I'm assuming h2h polls with Trump aren't very useful
1. This early, any head-to-head polls fail to predict how the economy, the foreign scene, and the level of domestic tranquility will be. At this stage in the Presidencies of Herbert Hoover and Jimmy Carter, both seemed to have smooth sailing to re-election.
2. As the 2020 election shows, Biden will need an outright majority with which to get elected. Democrats run up huge margins in states that leave no mystery about how they will go -- CA, NY, MA, MD, IL, NJ, WA, NM, and CO -- while a Republican can win by working margins in swing states. Biden is still short of a full majority, and he will need at least 51% to defeat the Republican.
3. We do not know what the match-up will be.
This said...
1. 36% support for a former President is historically low.

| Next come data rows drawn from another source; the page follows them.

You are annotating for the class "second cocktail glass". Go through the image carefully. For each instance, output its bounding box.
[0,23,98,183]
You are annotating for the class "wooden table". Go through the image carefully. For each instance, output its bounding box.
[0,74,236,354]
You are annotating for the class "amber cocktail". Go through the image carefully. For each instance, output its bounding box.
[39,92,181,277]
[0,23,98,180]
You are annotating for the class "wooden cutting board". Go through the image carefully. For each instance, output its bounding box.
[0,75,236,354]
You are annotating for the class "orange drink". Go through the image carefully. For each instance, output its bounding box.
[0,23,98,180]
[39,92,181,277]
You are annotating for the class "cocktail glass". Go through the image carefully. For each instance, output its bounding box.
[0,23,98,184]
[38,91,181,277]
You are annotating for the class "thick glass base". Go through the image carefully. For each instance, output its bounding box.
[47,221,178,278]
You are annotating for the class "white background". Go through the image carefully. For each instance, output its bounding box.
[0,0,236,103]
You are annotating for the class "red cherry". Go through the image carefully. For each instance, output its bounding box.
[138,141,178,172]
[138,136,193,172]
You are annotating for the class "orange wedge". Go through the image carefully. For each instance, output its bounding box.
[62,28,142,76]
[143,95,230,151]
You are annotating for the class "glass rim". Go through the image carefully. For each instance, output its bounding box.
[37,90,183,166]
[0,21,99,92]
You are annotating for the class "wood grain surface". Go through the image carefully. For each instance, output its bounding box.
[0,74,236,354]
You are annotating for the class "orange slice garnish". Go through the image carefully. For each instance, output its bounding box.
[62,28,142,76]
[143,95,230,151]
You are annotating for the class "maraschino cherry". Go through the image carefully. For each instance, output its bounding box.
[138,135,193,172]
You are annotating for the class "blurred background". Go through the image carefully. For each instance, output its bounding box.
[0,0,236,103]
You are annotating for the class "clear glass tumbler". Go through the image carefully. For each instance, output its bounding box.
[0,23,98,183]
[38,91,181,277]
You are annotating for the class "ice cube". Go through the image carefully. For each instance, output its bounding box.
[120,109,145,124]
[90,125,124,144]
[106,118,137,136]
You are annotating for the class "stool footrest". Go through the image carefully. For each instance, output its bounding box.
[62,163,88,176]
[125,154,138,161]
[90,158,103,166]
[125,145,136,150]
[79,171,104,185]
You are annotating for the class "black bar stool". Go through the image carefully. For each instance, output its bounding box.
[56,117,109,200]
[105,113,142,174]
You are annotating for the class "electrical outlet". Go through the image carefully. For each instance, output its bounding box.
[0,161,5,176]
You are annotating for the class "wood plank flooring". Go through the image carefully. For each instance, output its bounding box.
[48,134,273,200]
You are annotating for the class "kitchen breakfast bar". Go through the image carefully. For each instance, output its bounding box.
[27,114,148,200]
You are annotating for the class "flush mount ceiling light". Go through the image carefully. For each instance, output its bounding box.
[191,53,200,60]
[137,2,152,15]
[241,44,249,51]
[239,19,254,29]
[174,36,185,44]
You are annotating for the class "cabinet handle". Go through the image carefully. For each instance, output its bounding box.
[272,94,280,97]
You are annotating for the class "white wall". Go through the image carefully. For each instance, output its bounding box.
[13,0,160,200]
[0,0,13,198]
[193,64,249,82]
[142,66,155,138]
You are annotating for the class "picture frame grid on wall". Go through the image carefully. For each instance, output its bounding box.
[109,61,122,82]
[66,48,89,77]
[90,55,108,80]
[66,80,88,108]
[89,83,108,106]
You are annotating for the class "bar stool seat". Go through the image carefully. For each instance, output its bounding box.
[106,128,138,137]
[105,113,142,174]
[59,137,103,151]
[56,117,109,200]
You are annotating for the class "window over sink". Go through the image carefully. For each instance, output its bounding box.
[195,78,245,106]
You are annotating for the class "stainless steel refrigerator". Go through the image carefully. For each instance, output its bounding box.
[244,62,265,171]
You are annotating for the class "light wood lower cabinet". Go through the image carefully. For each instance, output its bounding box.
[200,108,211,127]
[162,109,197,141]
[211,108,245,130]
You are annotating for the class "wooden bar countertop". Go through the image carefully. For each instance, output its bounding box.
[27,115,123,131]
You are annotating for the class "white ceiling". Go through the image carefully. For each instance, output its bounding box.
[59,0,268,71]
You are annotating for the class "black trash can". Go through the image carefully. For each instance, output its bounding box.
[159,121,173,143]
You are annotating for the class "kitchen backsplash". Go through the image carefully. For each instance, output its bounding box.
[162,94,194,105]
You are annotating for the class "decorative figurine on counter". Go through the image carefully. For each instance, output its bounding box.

Donald Trump is a known quantity, and 36% support at this stage from someone well-known is putrid. We have seen few polls about an electoral assessment of Donald Trump since January 6, and this is the first that I recall of a Biden-Trump rematch since the election.
2. In my experience the undecided swing ineffectively to the eventual loser. That is 16%, and even if Trump gets 11% of the 16% he loses. That would be a 51-47 edge for Joe Biden, which he would need for winning three of Michigan, Pennsylvania, Wisconsin, Arizona, Georgia, North Carolina, and Florida. Getting 68% of a vote outstanding is possible if one is looking at votes coming in from the largest city in any one of those states. We know why. With undecided voters not identifiable by partisan identity, getting 68% is almost always a pipe dream.
3. Giver me these numbers in 2024 and Biden wins. Like an incumbent, Trump will be running on his record -- or running away from it. If a pol runs away from one's record, then the record will chase him down like an angry dog, catch up with him, and overpower and maul him. If he runs on his record... well, President Biden already has some positive achievements. I do not expect him to kick over any hornet's nest.
4. Incumbents usually shape the political debate. An example was that Donald Trump and the GOP successfully offered campaign pitches that claimed that Joe Biden would be soft on socialist regimes in Cuba and Venezuela (those probably won Florida) and a campaign ad that threatened economic failure if Americans voted their conscience and their values instead of voting for Donald Trump and his economic agenda (which played in Michigan, as I know... and I am guessing elsewhere). You may hate Donald Trump and the GOP, those ads said, but if you know what is best for you you will vote Republicans.